KORPONAY-SZABO, I; VECSEI, Z; KIRALY, R; DAHLBOM, I; CHIRDO, FG; NEMES, E; FESUS, L; MAKI, M

JOURNAL OF PEDIATRIC GASTROENTEROLOGY AND NUTRITION

Philadelphia, USA

Lugar: Lippincott Williams & Wilkins,; Año: 2008 vol. 46 p. 253 - 261

0277-2116

Objective: Deamidated gliadin peptides are more efficient antigens in diagnostic tests for celiac disease than native gliadin sequences. We investigated whether deamidated gliadin antigens are structurally similar to transglutaminase 2 or could mimic transglutaminase epitopes. Methods: Serum samples from 74 celiac and 65 control patients, and 13 different transglutaminase 2-specific monoclonal mouse antibodies were investigated for their binding to commercially available deamidated gliadin peptides using enzyme-linked immunosorbent assay (ELISA), competition studies and molecular modelling.

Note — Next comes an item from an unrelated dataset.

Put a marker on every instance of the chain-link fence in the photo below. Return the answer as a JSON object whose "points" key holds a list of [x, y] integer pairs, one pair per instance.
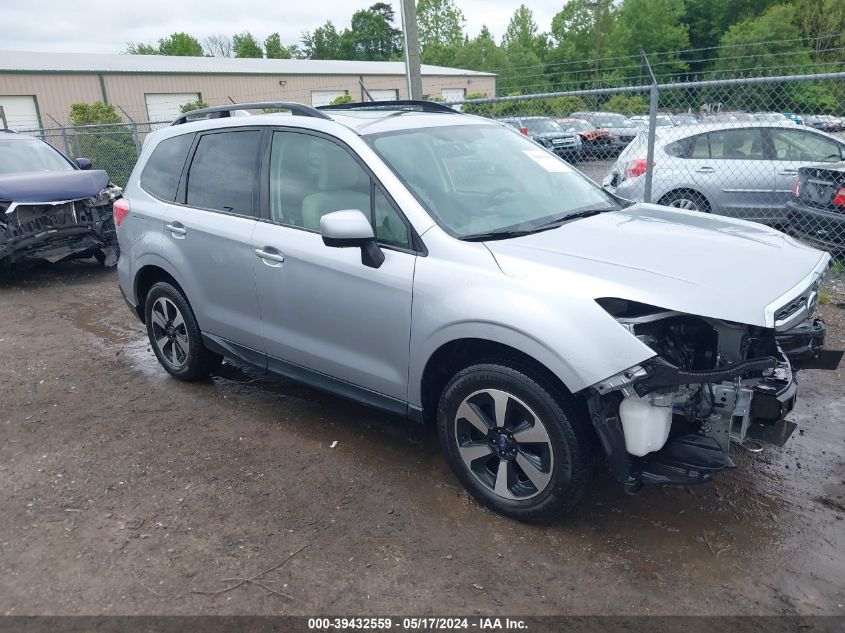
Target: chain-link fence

Results: The ELISA with deamidated gliadin peptide antigens had 100% sensitivity and 98.5% specificity for celiac disease in patients. Deamidated gliadin epitopes were also recognized by three transglutaminase-specific monoclonal antibodies, and antibodies affinity-purified with deamidated gliadin peptides from celiac patient sera reacted with transglutaminase but did not show endomysial binding. The binding of the monoclonal antibodies to deamidated gliadin was inhibited in a dose-dependent manner by full-length recombinant human transglutaminase, its fragments containing the binding sites of these monoclonal antibodies or by celiac patient antibodies. Deamidated gliadin peptides decreased the binding of transglutaminase-specific monoclonal antibodies to transglutaminase. Three different cross-reacting transglutaminase epitopes were found of which two are located in the C-terminal domain and one is conformational. The binding of celiac serum samples to deamidated gliadin peptides could not be abolished by transglutaminase or by any of the transglutaminase-specific monoclonals, indicating that celiac sera also contain additional antibodies to gliadin epitopes different from transglutaminase. Conclusions: Certain deamidated gliadin-derived peptides and transglutaminase 2 epitopes have similar three-dimensional appearance. This homology may contribute to the induction of transglutaminase autoantibodies by molecular mimicry.